Ceci n’est pas une Pipe (1929) dit assez qu’un tableau est une
image et non l’objet qu’il représente; une surface plane et non un volume en trois dimensions. Les tableaux comme
La Condition humaine (1934) qui présentent une toile sur un chevalet redoublant devant une fenêtre le paysage qu’on aperçoit, montrent assez l’inutilité, l’inanité d’une peinture qui ne fait que remettre sous les yeux ce qui est déjà sous les yeux. Des tableaux comme
La Clé des Songes qui sous un oeuf portent la mention “Acacia” et sous une chaussure la mention “la lune”, complètent cette dénonciation en montrant que l’image même n’est pas “représentative” de l’objet auquel elle prétend renvoyer mais, métaphoriquement ou métonymiquement, elle renvoie à d’autres images ou d’autres mots.

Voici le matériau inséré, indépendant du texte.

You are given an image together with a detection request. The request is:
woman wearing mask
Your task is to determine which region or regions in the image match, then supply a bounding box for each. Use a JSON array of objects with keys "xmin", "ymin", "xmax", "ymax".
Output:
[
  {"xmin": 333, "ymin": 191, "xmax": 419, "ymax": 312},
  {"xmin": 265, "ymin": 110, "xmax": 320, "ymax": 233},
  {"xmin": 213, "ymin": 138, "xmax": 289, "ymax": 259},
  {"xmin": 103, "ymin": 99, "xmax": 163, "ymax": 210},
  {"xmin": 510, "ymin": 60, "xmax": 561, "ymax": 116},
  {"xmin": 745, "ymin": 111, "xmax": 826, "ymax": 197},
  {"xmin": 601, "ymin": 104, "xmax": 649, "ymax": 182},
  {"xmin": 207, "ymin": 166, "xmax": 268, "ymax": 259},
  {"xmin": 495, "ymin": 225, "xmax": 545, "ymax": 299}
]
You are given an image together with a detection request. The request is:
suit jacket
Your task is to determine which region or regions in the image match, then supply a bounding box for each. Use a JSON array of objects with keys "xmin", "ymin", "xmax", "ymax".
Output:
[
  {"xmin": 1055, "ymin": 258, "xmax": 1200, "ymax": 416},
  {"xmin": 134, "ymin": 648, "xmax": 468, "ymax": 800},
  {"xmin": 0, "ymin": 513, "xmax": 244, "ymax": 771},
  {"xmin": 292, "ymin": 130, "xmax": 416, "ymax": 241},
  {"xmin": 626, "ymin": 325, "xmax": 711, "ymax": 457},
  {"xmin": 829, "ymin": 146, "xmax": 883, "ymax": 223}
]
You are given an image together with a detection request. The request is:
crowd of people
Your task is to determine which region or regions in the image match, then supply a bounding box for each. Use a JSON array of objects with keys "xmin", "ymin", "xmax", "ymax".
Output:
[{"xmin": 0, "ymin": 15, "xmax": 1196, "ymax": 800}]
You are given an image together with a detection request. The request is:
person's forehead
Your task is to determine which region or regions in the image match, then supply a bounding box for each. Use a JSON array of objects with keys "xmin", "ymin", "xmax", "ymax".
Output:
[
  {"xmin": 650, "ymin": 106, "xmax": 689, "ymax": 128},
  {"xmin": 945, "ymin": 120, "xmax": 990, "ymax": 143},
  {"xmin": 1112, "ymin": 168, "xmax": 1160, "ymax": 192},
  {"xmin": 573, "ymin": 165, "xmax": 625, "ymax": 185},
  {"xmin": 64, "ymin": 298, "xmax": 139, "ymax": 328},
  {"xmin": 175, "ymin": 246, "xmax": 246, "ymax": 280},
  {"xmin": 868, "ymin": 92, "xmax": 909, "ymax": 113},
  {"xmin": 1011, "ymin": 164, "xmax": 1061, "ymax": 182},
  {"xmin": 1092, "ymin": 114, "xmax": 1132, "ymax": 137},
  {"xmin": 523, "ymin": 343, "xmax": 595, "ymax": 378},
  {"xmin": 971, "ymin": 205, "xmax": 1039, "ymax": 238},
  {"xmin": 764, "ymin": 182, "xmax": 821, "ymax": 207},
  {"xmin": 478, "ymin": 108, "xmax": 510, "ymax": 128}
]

–> Ensuite, chez Magritte, on assiste à une assimilation
peinture-écriture. Nombre de ses tableaux traduisent des
figures de style. Ici,
Le Modèle rouge (1935), c’est une paire de souliers qui, sur leur partie avant se métamorphosent en pied. On reconnaît la
métonymie qui associe une partie d’un objet à une autre partie (“boire un verre”). Là, dans
La Corde sensible(1960) c’est une
métaphore qui remplace un terme par un autre qui lui est associé par autre chose que la proximité (“un nuage de lait”)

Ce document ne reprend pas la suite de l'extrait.